Alex Callender (born 29 July 2000) is a Welsh rugby union player who plays back row for the Harlequins Premiership Women's Rugby and the Wales women's national rugby union team. She won her first international cap against France in the 2019 Women's Six Nations Championship.

==Playing career==
Callender initially played netball, competing at county level and representing Wales at under-21 level. Her first rugby training sessions took place in 2017, and after a short period of playing both sports Callender opted to drop netball to focus her efforts on rugby. After a successful tryout for the Scarlets under-18 side, Callender went on to play for the senior Scarlets Ladies team in the WRU Women's Regional Championship, including as captain in 2019.

In December 2018, Callender left the Scarlets to join English Premier 15s side Worcester Valkyries. She remained with the club until its collapse in October 2023.

Callender was part of the Wales 7s squad for the Paris Sevens tournament, which was the first appearance for a Wales Women's 7s team at a World Rugby Sevens Series event. Callender was made captain of the Wales 7s squad for the 2021 Rugby Europe Sevens Championship Series.

Callender was included in the Wales senior squad for the 2018 Autumn Internationals series of games, but ultimately did not make an appearance during the series. Her debut for Wales came in 2019 against France in the 2019 Women's Six Nations Championship. In July 2022, after having made 18 appearances for Wales as an amateur player, Callender was awarded a full-time contract until the end of that year's Rugby World Cup. She made four appearances during the World Cup, and was voted players’ player of the tournament by her squad teammates. Her contract with the WRU was renewed for the whole of 2023.
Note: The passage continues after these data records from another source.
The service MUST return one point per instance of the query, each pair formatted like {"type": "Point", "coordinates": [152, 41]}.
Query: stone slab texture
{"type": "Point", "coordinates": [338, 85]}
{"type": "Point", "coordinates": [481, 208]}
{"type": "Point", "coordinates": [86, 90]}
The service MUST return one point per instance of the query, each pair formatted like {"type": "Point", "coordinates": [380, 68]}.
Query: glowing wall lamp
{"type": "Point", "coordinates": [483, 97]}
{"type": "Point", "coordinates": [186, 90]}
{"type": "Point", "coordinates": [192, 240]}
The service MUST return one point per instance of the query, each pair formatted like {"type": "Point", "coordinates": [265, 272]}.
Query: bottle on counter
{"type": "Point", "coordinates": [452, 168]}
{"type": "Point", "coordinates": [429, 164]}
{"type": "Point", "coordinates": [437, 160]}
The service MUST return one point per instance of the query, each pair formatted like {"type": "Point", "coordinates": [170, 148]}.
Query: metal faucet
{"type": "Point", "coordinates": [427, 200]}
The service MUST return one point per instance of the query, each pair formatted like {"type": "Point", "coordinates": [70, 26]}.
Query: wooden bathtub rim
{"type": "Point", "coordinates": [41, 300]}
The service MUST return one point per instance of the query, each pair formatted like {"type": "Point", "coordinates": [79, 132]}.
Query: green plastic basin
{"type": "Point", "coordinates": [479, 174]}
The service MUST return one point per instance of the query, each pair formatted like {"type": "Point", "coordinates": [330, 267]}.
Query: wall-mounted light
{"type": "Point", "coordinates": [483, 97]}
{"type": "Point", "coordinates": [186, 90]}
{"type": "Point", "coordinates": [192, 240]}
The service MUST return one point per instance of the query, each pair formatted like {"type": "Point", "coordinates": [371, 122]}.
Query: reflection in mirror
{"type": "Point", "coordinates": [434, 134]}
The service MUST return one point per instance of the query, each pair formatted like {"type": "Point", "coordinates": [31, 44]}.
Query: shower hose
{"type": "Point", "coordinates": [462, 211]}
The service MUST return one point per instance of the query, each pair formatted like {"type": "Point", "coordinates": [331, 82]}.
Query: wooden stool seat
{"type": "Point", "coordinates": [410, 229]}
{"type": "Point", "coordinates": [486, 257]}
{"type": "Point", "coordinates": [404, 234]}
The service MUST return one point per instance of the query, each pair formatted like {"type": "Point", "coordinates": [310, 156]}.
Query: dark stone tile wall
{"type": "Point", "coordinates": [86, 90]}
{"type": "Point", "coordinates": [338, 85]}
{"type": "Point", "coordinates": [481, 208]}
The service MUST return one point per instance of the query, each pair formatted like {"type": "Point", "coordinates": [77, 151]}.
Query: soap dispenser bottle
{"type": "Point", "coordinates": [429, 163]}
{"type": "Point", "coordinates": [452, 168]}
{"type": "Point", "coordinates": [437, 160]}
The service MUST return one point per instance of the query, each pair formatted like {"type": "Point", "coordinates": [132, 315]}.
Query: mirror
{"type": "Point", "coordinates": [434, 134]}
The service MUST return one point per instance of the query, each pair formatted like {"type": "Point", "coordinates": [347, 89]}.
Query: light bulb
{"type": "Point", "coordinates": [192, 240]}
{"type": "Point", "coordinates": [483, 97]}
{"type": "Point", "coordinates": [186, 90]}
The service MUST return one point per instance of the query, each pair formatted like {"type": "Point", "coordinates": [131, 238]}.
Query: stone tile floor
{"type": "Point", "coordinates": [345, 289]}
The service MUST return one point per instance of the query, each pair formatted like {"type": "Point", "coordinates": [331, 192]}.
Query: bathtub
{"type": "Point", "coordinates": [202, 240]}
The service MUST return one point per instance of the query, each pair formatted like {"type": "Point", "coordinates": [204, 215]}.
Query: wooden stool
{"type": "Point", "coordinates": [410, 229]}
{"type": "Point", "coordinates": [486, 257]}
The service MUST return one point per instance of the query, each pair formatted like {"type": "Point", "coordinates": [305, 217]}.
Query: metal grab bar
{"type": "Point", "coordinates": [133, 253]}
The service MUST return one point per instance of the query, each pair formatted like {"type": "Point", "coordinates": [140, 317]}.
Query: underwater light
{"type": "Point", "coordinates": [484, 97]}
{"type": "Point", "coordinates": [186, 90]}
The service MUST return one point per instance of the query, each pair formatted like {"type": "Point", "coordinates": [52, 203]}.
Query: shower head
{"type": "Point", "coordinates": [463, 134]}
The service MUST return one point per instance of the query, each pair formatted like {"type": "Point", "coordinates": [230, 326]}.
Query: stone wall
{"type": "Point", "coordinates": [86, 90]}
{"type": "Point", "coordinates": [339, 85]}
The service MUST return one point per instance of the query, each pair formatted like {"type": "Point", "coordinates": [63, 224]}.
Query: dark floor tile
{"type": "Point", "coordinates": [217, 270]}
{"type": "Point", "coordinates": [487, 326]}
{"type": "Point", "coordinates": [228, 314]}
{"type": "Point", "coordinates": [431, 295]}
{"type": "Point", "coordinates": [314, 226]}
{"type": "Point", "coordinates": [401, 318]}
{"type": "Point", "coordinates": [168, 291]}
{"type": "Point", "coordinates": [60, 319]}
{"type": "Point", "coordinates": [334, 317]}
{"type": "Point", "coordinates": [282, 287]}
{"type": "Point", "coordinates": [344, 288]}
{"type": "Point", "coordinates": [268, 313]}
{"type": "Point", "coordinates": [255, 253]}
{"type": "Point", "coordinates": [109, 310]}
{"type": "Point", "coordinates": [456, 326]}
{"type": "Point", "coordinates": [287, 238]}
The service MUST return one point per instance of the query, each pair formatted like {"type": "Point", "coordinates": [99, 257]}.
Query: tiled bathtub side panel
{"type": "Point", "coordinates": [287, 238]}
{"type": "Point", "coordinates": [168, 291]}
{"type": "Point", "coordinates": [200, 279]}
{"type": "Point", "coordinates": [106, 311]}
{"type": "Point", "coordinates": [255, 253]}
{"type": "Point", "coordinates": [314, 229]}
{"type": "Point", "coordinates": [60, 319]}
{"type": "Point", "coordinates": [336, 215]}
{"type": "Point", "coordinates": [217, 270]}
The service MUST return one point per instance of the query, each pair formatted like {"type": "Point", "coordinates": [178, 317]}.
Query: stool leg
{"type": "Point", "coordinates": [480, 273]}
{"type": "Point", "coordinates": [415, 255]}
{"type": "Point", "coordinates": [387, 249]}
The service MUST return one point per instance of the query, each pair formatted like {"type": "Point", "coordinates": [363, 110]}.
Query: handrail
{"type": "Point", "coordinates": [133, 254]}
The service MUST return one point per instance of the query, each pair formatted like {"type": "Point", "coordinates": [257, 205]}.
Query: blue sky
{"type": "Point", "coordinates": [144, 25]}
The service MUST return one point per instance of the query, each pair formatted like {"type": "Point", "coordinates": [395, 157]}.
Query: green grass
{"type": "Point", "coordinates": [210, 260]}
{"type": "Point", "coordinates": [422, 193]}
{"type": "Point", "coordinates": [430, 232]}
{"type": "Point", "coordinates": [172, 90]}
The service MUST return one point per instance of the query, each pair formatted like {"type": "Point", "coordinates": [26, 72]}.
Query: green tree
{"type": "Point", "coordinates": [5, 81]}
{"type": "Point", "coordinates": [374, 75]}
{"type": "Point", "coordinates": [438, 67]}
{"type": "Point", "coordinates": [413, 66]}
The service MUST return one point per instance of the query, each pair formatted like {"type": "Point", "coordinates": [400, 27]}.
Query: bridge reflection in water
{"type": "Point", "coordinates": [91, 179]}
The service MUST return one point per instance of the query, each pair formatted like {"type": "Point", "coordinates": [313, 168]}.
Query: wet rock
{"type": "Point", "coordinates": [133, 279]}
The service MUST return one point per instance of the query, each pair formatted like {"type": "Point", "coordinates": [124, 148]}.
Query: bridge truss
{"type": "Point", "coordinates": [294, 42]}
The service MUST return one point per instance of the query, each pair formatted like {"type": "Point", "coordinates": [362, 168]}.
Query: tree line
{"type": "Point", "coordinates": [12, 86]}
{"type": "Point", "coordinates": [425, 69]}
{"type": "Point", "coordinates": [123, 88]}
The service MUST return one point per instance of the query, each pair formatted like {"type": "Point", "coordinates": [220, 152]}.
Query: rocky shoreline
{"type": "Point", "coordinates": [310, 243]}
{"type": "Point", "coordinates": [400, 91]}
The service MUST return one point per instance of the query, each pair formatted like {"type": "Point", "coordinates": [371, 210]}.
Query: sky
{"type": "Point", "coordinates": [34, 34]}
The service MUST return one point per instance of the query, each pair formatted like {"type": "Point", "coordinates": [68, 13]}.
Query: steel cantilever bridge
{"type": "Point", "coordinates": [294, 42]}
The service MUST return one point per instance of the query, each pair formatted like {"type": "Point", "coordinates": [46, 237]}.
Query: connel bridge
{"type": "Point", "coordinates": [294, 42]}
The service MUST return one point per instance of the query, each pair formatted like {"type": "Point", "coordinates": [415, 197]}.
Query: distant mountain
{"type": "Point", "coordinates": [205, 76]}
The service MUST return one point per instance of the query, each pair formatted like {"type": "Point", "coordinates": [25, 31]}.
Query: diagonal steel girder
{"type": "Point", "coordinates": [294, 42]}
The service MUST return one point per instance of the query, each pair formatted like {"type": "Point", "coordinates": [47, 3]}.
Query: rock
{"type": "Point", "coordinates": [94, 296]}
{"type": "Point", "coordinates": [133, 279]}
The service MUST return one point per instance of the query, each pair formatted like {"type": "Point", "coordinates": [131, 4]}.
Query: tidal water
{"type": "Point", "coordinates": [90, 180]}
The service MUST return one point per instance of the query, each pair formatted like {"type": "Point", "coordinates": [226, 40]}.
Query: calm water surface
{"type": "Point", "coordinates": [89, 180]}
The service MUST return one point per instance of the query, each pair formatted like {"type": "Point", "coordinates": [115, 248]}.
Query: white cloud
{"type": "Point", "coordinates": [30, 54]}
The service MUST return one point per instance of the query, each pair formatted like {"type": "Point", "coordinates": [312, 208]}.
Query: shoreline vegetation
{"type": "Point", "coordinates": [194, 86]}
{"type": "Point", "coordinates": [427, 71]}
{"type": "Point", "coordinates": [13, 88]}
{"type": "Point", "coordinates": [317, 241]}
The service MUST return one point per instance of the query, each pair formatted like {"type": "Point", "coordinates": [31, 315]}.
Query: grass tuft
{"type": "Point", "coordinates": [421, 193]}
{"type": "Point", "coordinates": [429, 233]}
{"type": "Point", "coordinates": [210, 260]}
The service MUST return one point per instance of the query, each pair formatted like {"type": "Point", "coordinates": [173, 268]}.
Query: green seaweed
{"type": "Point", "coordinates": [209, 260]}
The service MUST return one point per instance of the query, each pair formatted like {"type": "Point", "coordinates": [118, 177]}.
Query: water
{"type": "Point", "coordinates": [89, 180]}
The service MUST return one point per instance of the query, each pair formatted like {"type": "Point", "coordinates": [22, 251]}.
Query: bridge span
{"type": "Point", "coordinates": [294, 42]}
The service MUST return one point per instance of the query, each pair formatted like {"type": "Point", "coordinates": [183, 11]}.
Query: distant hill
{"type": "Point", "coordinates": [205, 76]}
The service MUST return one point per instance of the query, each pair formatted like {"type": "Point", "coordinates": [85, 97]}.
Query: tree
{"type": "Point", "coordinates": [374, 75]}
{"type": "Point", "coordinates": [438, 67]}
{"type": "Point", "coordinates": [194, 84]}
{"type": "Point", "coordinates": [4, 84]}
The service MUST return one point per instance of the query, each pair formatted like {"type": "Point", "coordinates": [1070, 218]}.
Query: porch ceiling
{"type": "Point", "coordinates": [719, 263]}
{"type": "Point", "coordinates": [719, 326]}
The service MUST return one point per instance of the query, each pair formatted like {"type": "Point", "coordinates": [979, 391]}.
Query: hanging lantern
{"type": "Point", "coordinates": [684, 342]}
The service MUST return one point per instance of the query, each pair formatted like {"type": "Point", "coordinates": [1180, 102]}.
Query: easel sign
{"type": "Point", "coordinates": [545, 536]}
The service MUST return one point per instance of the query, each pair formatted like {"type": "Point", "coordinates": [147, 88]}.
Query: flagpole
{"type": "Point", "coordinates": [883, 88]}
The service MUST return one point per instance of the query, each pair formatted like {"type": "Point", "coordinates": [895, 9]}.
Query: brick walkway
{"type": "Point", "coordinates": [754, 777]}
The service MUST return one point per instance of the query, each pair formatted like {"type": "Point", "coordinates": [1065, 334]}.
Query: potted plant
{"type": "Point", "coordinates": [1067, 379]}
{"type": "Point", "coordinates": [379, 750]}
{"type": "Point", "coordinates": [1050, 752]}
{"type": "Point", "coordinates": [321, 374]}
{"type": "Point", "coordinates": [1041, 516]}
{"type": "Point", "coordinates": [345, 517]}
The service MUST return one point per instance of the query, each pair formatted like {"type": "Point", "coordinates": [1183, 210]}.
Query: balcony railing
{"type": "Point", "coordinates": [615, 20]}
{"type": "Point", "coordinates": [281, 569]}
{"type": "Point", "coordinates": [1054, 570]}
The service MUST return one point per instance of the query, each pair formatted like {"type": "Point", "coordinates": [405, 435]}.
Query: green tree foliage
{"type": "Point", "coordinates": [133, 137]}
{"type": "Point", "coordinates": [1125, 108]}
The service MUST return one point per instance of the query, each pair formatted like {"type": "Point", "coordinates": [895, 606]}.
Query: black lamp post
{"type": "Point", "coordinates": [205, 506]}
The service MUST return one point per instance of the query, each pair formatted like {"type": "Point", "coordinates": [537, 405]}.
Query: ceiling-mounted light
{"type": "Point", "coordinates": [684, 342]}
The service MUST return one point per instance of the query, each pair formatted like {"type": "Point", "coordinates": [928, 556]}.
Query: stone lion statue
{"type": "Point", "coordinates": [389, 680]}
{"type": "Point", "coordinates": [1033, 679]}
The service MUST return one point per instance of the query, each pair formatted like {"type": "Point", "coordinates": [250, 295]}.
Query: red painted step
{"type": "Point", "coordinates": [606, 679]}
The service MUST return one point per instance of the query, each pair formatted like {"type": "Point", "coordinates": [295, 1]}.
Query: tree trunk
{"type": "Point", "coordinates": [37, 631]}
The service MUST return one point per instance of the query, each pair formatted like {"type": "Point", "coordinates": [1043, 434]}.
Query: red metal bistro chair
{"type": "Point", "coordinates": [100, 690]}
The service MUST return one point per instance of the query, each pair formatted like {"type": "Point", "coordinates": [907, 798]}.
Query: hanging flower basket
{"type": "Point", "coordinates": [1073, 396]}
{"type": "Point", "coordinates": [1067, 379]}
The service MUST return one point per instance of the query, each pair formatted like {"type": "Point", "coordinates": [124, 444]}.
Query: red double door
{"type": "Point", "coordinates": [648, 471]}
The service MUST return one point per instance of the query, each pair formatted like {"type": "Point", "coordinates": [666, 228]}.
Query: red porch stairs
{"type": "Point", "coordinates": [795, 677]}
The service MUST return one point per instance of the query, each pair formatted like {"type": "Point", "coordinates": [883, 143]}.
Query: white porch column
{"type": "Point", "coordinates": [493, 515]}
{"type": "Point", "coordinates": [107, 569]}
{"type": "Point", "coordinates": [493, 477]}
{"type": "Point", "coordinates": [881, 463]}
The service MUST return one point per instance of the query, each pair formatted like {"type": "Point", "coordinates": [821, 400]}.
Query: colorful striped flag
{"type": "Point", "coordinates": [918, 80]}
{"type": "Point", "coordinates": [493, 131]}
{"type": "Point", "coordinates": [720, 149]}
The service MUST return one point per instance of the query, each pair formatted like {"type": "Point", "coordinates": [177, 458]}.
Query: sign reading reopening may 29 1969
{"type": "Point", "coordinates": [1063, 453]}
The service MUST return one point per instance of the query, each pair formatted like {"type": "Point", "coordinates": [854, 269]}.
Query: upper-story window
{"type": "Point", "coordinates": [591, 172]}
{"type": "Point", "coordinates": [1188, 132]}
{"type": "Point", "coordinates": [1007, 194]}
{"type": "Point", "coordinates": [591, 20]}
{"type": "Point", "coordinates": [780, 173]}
After the collapse of Worcester Warriors Women in October 2023, Callender joined up with the newly formed Brython Thunder team to play in the 2024 Celtic Challenge tournament, captaining the side.

She joined Harlequins at the end of the 2024 season. She was named in the Welsh side for the 2025 Six Nations Championship in March.

On 11 August 2025, she was selected in the Welsh squad for 2025 Women's Rugby World Cup.